Kita semua tentu sepakat bahwa warga bangsa ini bukanlah orang orang bodoh tetapi bahkan banyak diantaranya yang jenius dan punya pemikiran cemerlang. Karenanya yang sering menjadi masalah bagi kita adalah bagaimana menemukan "mutiara mutiara" itu,kemudian bagaimana mengoptimalkan potensi yang dimilikinya.
Menemukan " mutiara mutiara" itu tentu bukanlah hal yang mudah. Adakalanya mereka berada di desa desa ,di kampung kampung terpencil dan karena keterasingan nya itu potensi intelektualnya menjadi mandeg bahkan ada yang tidak diketahui sama sekali.
Kita teringat Prof Andi Hakim Nasution yang pernah menjabat sebagai Rektor Institut Pertanian Bogor ( IPB).
Puluhan tahun yang lalu Andi Hakim menyadari kalau dengan testing penerimaan biasa untuk masuk ke IPB maka akan banyak " mutiara mutiara " yang tidak akan terjaring. Para mutiara itu akan kalah bersaing dengan lulusan SLTA yang berada di kota kota besar.
Mereka kalah bersaing bukan karena mereka lebih bodoh tetapi karena keterbatasan aksesnya terhadap,ilmu pengetahuan.

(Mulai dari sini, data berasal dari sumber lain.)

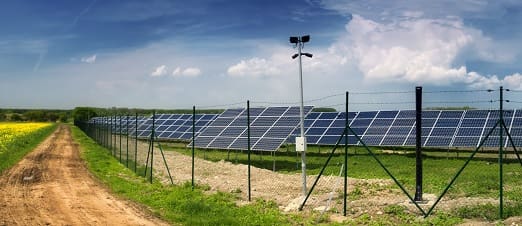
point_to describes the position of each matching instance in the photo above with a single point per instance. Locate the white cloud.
(256, 67)
(89, 60)
(187, 72)
(159, 71)
(416, 50)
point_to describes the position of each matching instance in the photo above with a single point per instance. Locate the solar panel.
(457, 128)
(173, 126)
(269, 128)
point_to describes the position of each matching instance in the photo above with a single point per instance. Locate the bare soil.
(51, 186)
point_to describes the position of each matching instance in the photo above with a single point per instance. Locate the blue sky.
(175, 54)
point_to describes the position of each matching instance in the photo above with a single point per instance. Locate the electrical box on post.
(300, 144)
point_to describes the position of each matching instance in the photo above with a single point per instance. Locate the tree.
(83, 114)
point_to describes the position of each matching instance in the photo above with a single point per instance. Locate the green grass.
(178, 204)
(24, 145)
(479, 179)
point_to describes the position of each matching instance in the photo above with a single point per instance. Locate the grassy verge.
(178, 204)
(24, 145)
(479, 179)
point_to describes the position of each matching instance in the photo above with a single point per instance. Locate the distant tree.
(52, 117)
(36, 116)
(16, 117)
(83, 114)
(64, 117)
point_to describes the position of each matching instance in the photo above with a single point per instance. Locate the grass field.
(178, 204)
(479, 179)
(17, 139)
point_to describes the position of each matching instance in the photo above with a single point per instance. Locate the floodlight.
(305, 38)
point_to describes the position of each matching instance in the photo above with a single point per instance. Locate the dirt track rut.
(51, 186)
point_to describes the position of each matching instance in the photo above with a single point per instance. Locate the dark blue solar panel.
(443, 132)
(275, 111)
(476, 114)
(231, 113)
(518, 113)
(372, 140)
(287, 121)
(451, 114)
(406, 114)
(430, 114)
(233, 131)
(329, 139)
(242, 143)
(438, 141)
(335, 131)
(221, 142)
(313, 115)
(268, 144)
(316, 131)
(393, 140)
(322, 123)
(279, 131)
(338, 123)
(382, 122)
(517, 122)
(367, 114)
(426, 122)
(473, 122)
(387, 114)
(447, 122)
(404, 122)
(466, 141)
(328, 115)
(357, 130)
(361, 122)
(376, 131)
(271, 127)
(469, 131)
(516, 131)
(399, 130)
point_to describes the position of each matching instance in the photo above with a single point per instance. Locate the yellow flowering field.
(13, 132)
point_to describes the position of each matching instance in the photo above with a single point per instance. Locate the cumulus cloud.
(89, 59)
(159, 71)
(187, 72)
(416, 50)
(255, 67)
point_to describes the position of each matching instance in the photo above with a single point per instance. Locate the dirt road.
(51, 186)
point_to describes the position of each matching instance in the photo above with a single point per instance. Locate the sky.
(173, 54)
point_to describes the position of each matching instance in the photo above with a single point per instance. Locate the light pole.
(300, 142)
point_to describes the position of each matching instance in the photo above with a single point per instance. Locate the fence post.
(418, 144)
(249, 150)
(347, 123)
(500, 153)
(193, 140)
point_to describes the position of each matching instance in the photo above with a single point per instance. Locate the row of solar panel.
(389, 128)
(269, 128)
(397, 128)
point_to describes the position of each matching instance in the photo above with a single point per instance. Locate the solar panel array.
(269, 128)
(127, 123)
(174, 126)
(397, 128)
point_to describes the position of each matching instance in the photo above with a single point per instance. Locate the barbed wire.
(222, 105)
(384, 92)
(459, 91)
(459, 102)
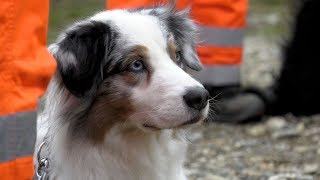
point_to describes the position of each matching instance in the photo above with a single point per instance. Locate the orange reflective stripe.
(223, 13)
(25, 64)
(20, 168)
(212, 55)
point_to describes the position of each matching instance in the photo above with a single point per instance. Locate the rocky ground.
(277, 148)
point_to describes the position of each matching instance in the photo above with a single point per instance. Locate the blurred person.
(25, 69)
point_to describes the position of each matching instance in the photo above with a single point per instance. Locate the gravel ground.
(277, 148)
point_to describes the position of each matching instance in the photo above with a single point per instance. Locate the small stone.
(257, 130)
(288, 176)
(286, 133)
(276, 123)
(310, 168)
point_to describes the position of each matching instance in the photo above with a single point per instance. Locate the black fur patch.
(81, 55)
(183, 30)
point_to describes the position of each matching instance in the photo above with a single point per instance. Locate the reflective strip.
(216, 36)
(17, 135)
(219, 75)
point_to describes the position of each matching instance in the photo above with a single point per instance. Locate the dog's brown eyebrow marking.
(172, 48)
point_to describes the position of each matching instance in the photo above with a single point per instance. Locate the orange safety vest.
(221, 27)
(25, 69)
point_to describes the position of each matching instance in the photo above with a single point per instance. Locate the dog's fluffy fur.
(114, 108)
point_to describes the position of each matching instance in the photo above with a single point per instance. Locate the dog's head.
(131, 65)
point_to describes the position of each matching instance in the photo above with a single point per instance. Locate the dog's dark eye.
(136, 65)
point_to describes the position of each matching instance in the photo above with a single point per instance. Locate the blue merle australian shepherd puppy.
(120, 100)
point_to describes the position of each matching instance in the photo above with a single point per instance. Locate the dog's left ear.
(80, 54)
(185, 32)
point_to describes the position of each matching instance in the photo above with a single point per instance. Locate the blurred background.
(281, 147)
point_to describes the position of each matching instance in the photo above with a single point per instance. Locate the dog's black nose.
(196, 97)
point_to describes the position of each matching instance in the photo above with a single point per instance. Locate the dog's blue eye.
(178, 56)
(137, 65)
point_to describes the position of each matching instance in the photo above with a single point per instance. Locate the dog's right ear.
(80, 54)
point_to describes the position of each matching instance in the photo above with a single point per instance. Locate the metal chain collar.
(43, 164)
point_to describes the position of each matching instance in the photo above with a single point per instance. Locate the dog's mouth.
(189, 122)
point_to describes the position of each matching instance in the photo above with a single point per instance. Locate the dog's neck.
(125, 154)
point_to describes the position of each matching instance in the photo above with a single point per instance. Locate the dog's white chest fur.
(156, 156)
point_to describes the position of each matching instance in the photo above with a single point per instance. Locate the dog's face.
(131, 66)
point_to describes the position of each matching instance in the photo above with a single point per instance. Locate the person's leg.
(25, 69)
(298, 87)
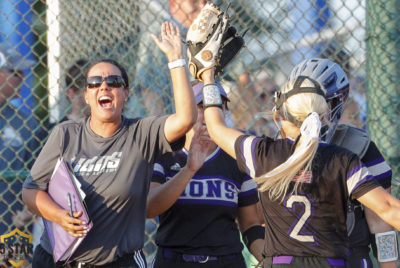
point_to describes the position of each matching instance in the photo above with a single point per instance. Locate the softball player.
(304, 184)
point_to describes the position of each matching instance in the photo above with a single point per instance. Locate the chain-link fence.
(45, 38)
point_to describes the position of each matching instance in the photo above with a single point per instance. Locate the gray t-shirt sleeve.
(43, 167)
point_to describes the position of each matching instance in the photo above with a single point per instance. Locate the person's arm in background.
(377, 225)
(185, 116)
(386, 206)
(251, 229)
(162, 196)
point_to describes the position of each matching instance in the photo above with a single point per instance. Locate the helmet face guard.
(333, 79)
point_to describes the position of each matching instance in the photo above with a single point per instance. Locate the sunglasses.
(111, 81)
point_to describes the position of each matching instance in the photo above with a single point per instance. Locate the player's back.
(311, 222)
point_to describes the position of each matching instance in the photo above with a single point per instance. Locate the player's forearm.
(41, 204)
(162, 197)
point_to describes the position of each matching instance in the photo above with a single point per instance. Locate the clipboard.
(63, 183)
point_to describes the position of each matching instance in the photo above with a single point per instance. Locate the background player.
(198, 193)
(334, 79)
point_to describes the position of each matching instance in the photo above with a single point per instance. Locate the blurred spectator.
(75, 81)
(20, 136)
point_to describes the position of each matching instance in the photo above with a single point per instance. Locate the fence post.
(383, 91)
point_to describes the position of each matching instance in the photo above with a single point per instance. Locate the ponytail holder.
(311, 126)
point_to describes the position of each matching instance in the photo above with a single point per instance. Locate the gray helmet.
(332, 78)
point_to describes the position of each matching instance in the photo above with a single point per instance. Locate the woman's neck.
(289, 130)
(104, 129)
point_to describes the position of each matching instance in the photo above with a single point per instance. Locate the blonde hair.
(302, 108)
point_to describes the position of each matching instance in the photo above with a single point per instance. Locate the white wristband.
(177, 63)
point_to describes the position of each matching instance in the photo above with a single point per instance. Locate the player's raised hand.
(199, 146)
(170, 42)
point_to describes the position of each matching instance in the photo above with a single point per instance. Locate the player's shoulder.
(352, 138)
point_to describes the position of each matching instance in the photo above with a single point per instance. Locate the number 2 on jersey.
(305, 202)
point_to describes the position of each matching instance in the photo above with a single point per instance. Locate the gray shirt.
(115, 174)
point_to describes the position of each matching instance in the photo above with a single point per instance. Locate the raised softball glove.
(205, 38)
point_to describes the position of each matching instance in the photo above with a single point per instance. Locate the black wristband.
(211, 96)
(373, 245)
(253, 233)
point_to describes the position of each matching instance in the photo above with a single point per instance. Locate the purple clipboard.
(62, 183)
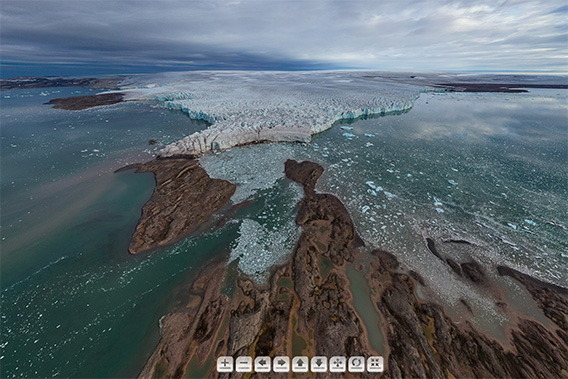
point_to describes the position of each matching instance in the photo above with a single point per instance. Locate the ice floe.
(246, 107)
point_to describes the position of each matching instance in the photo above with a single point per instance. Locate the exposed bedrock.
(191, 330)
(184, 197)
(424, 342)
(300, 311)
(77, 103)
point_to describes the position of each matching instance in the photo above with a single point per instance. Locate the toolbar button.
(244, 364)
(262, 364)
(300, 364)
(319, 364)
(281, 364)
(375, 364)
(225, 364)
(356, 364)
(337, 364)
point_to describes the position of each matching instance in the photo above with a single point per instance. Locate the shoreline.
(184, 197)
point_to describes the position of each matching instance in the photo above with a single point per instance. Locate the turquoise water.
(74, 303)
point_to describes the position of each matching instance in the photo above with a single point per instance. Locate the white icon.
(300, 364)
(281, 364)
(262, 364)
(225, 364)
(243, 364)
(337, 364)
(319, 364)
(375, 364)
(356, 364)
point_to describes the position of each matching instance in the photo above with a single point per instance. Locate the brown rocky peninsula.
(26, 82)
(78, 103)
(184, 197)
(306, 308)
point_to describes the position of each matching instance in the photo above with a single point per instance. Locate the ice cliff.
(248, 107)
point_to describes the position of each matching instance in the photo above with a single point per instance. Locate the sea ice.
(245, 107)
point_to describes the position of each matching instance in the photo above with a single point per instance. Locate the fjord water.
(489, 168)
(74, 302)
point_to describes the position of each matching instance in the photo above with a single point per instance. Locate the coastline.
(303, 305)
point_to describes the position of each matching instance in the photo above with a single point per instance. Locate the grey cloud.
(250, 34)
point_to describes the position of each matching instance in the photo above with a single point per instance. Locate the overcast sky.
(84, 36)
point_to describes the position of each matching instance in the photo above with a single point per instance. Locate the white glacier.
(249, 107)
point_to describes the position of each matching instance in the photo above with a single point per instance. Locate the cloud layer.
(523, 35)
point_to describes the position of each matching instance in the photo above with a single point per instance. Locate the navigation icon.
(262, 364)
(319, 364)
(338, 364)
(225, 364)
(243, 364)
(356, 364)
(375, 364)
(300, 364)
(281, 364)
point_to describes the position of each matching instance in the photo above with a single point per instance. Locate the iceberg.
(251, 107)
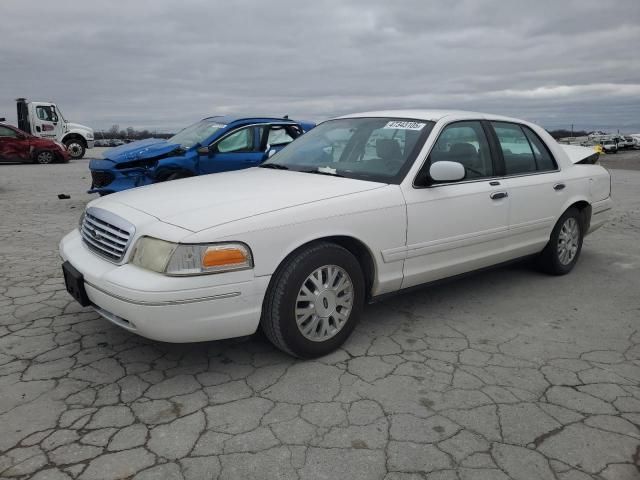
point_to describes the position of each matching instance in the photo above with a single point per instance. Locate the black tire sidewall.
(290, 283)
(53, 157)
(82, 151)
(556, 266)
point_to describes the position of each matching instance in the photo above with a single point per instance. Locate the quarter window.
(465, 143)
(522, 150)
(544, 160)
(46, 113)
(240, 141)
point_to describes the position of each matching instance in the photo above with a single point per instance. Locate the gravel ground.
(505, 374)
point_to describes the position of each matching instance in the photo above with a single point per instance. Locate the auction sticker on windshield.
(405, 125)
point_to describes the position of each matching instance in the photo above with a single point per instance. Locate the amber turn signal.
(218, 257)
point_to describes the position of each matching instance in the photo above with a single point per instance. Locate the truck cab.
(45, 120)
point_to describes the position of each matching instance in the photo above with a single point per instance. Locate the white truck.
(45, 119)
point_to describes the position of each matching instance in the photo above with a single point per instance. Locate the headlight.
(184, 259)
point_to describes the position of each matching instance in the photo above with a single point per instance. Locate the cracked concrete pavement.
(504, 374)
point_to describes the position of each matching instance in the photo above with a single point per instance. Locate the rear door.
(536, 189)
(14, 146)
(456, 227)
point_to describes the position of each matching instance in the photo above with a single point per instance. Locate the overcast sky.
(163, 64)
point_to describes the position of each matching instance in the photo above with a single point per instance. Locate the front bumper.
(169, 309)
(118, 180)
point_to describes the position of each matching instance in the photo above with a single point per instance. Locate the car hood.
(140, 150)
(199, 203)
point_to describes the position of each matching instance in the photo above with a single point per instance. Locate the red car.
(18, 146)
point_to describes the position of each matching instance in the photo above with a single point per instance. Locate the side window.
(279, 135)
(240, 141)
(544, 160)
(46, 113)
(465, 143)
(7, 132)
(516, 150)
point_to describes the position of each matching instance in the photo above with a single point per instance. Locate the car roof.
(228, 119)
(433, 115)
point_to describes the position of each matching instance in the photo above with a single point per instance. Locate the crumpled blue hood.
(140, 150)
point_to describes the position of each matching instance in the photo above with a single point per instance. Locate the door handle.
(498, 195)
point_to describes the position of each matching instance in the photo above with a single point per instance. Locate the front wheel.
(564, 247)
(314, 301)
(75, 148)
(44, 157)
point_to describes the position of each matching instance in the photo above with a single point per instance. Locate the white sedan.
(360, 207)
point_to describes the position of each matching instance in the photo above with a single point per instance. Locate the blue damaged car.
(212, 145)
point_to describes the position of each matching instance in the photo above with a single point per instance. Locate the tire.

Sebutlah misalnya ketersediaan buku buku pada masa itu. Dapat dipastikan lebih banyak akses siswa di perkotaan kepada bahan bacaan bermutu dibandingkan dengan mereka yang tinggal di kota kota kecil.
Dengan pemahaman yang demikian maka Andi Hakim mengenalkan konsep penjaringan untuk masuk ke IPB yang dikenal dengan program pemanduan bakat .
Dan ternyata memang dengan program ini banyak sekali anak bangsa yang diterima di IPB. Hasilnya memuaskan ,karena ketika sama sama sudah berada di Bogor, "anak anak desa" itu mampu bersaing secara akademik dengan tamatan SLTA perkotaan. Berikutnya tentang hal yang kedua bagaimana kita mampu merawat bahkan mengoptimalkan potensi para mutiara itu.
Berkaitan dengan hal tersebut layaklah kita mencermati perjalanan seorang remaja bangsa ,Chistopher Farrel Milkenio Kesuma yang berasal dari Yogjakarta.
Saya tidak tahu apakah Anda pernah mendengar atau mengetahui tentang nama ini.Kalau saya jujur saya akui baru sekarang inilah, anak remaja usia 17 tahun ini saya dengar namanya. Saya tertarik mengikuti perjalanan hidupnya ketika Kompas.com ,23/11/2017 memberitakannya.
Kompas.com menuturkan bahwa remaja ini ,penelitiannya pernah 11 kali ditolak di negerinya sendiri tetapi kemudian ia diundang Google. Mendengar kata "diundang Google" aja sudah menumbuhkan rasa bangga karena siapakah sekarang ini diantara kita yang tidak mengenal kata bertuah " Google". Farrel diminta oleh Google untuk memaparkan hasil penelitiannya.
Ide penelitian yang mengantarkannya ke Google ini berawal dari hal sepele.Farrel ingin mengunduh sebuah game namun kuota data yang dimilikinya terbatas. Waktu itu Farrel masih duduk dibangku kelas satu SMA.
Karena keterbatasan data yang dimilikinya lalu dia berpikir bagaimana caranya mengecilkan game itu hingga dia bisa bermain dengan sepuas puasnya.